Brett DEAN (b. 1961)
Etüdenfest (2000) [10:30]
Shadow Music (2002) [16:22]
Short Stories (2005) [12:07]
Ludwig van BEETHOVEN (1770-1827)
Adagio molto e mesto
from String Quartet No. 8 in E minor, Op. 59 No. 2 'Rasumovsky No. 2'
arr. B. Dean for flute, clarinet and string orchestra (2013) [11:37]
Brett DEAN
Testament (2008) [13:56]
Magnus Sköld (piano, Etüdenfest)
Swedish Chamber Orchestra/Brett Dean
rec. May/June 2015, Concert Hall of the School of Music, Theatre and Art, Örebro, Sweden.
BIS BIS-2194 SACD [65:40]

Brett Dean is one of the ‘cool kids’ when it comes to contemporary composers, and with recordings of works such a his Viola Concerto and Water Music on the BIS label, also with the Swedish Chamber Orchestra, a durable and fruitful collaboration can be said to have been established.

This is another high-quality production, with the secretive string murmurings of Etüdenfest providing a tonal sound-field out of which surprise accents leap like the solo ensemble in a modern concerto-grosso. This turbulence uses “mismatched snippets of the standard string étude repertoire”, turning “the monotonous, individual fate of a practising musician into a vibrant shared experience.” Turbulence gives way to repose and rising tensions build to a mighty climax into which the pianist is thrown, heroic but outnumbered in the final minute.

According to Brett Dean, Shadow Music is “in no way consciously descriptive’, but in its three movements can be heard realizations in sound of various concepts and definitions of the word shadow, such as ‘dark shape or partial darkness’, ‘the shadow of his former self’ and ‘indistinct, suspect’.” The work has three movements. Prelude opens with grimly violent low winds, brass and timpani from which emerges a rich expressionistic orchestral statement depicting “an area of shade, dark shape or partial darkness.” Forgotten Garden is marked ‘veiled and dark’, and is a spooky place indeed with water gongs providing unearthly glissandi over moody orchestral sounds that suggest the struggle of order over nature, the power of decay and encroaching chaos winning out to render the garden “the shadow of its former self.” Voices and Shadows has an equally ghostly opening, the atmosphere this time conjured with soft harp glissandi, strange rustling percussion and the haunting rattle of col-legno strings. This all coalesces into a passacaglia over which a dark, post-Bergian drama unfolds, plays out, and recedes into silence.

The title Short Stories might suggest literary references, but is connected more with the genre itself; a usefully condensed form which can be about anything and take virtually any form. These ‘five interludes’ are indeed brief and concentrated, though the titles are highly suggestive. Devotional has a powerful quasi-chorale around which the strings rustle and pluck like twitching net curtains.

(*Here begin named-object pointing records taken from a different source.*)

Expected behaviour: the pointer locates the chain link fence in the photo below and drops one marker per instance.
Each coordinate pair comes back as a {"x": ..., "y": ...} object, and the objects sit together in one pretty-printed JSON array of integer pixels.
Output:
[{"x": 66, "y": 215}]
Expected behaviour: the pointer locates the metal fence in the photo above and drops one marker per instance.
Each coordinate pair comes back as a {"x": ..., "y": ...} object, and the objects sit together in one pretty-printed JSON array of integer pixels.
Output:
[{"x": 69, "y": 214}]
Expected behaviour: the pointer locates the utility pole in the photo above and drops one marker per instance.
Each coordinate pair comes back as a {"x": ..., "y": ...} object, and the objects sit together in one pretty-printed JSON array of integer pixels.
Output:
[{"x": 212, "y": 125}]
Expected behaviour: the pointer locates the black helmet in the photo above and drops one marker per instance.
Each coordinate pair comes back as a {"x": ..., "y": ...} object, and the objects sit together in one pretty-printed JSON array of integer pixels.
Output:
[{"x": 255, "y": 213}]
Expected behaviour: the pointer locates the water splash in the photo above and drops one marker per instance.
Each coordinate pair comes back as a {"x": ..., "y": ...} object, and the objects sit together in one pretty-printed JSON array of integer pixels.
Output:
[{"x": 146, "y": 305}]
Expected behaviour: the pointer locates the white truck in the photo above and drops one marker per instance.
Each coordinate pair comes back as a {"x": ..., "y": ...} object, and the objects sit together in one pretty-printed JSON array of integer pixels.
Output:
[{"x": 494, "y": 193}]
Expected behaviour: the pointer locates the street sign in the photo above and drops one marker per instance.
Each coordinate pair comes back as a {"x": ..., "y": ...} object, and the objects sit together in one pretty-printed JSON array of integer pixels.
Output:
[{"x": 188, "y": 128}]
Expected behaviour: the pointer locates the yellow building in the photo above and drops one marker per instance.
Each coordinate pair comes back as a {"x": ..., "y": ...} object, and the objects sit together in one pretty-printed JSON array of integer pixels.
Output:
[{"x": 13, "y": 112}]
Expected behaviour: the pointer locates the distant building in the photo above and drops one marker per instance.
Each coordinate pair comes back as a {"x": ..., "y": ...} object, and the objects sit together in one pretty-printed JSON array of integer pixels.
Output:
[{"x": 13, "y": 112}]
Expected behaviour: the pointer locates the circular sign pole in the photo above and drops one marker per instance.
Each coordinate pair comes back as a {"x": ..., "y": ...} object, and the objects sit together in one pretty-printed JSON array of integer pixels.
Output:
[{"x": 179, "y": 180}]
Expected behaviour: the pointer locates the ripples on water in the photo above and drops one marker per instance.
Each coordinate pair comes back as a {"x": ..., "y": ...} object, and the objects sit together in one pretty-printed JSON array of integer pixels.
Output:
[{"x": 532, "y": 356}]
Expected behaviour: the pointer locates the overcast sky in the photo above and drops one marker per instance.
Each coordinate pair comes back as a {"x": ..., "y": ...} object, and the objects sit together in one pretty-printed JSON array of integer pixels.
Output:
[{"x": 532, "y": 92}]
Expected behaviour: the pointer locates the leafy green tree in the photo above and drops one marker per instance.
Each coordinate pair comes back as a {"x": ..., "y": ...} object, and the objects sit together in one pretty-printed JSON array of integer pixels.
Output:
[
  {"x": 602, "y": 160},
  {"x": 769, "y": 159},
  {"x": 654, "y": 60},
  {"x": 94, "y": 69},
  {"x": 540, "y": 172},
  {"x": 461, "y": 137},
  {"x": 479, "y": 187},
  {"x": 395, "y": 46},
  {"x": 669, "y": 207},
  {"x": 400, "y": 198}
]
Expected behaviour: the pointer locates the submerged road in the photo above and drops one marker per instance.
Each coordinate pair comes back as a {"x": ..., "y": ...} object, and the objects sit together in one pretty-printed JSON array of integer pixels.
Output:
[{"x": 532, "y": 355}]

Premonitions is an energetic and cinematically dramatic miniature, while Embers explores string sonorities to create a moment of timeless atmosphere from which a dying fire “gives off its final occasional sparks.” Komarov’s Last Words at over three minutes is the longest of these movements, recalling the fate of Russian cosmonaut Vladimir Komarov, the strings creating signals in space, developing into ‘a belligerent uprising’ of perilous violence, and expiring with a final ‘lost in space’ passage of scary effectiveness. The final Arietta is a movingly beautiful cantilena that is never allowed to live out its full, dreamy existence undisturbed.

The title Testament refers to Beethoven’s ‘Heiligenstadt Testament’, a letter intended for his brothers but never sent. The arrangement of the Adagio molto e mesto from the String Quartet Op. 59 No. 1 acts as a preface, the string orchestra also including a melifluous significant clarinet and flute part that provides a transition between the two pieces. Beethoven’s lyrical and deeply expressive adagio is taken over by Dean’s musical portrayal of “Ludwig’s imagined quill writing manically on leaves of parchment paper”, as well as taking an uncomfortable look at deafness, with notes that suggest tinnitus and the disturbed, de-tuned perception of sounds from the outside world. Fragments of Beethoven’s own music filter through to create a feeling perhaps of receding inspiration. Beethoven never gives in however, and defiance takes over from the muddy physical world, plunging headlong into a time of “acceptance and a fresh start.”

As already stated, this is an all-round high-quality release with some potent music and superlative playing and recording. The SACD sound imagery is vivid and deep. BIS’s support for Brett Dean’s work is very much to be applauded and collectors should have this disc high on their wish lists.